Foi meu avô quem me levou a dar os primeiros chutes numa bola. Eu, devidamente uniformizado com o manto sagrado do Santos FC, e ele íamos a pé até os antigos campos do Canal 5, que perfaziam uns 10 gramados semi-oficiais de futebol de várzea, em se jogavam as partidas da famosa Liga Santista. Bons tempos. Hoje, este imenso terreno de lazer tornou-se uma imensidão de prédios, lojas, i.e. de progresso. Ou será “progresso”?

As minhas primeiras pedaladas também foram dadas com o Vô Pepito ao meu lado. Nada mais natural, pois ele havia sido um ciclista razoável nos anos 30 (palavras dele). Lembro-me da medalha de bronze que ele me deu, prêmio pela 3a colocação numa corrida de 120 km, a Santos – Itanhaem – Santos, disputada através das areias das praias (não havia alfato naquela época). Dá para imaginar o sofrimento?

Sem dúvida, as fotos e as histórias daqueles dias românticos do ciclismo brasileiro foram grande inspiração para mim, que viria a me tornar ciclista de competição aos 15. Detalhe: contra a sua vontade! Sabedor dos perigos deste esporte, acho que nunca foi assistir a uma corrida minha, pois temia pela minha saúde. Aliás, se dependesse dele eu não sairia de casa para nada, tamanha era preocupação que tinha por mim.
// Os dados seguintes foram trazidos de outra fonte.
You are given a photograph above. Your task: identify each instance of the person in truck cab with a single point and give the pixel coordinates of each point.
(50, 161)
Fui o primeiro e único neto, pelo menos na questão afetiva. O que era reciproco. Meus primos nunca foram próximos dos avós e toda a carga afetiva do velho imigrante foi dedicada para mim. O espanhol durão, dizem, só amolecia com o netinho.

Conheceu o bisneto Fábio já no final da vida, mas pouco o curtiu, dado que estava com a saúde muito debilitada pela falência da circulação periférica – esta o cegou e o impedia de andar direito. Não foi fácil ver aquele gigante, tão ativo e altivo no passado, definhar aos poucos.

Ele se foi aos 84 anos de idade, mas permanecerá na minha memória para sempre.

Fernando, seu neto.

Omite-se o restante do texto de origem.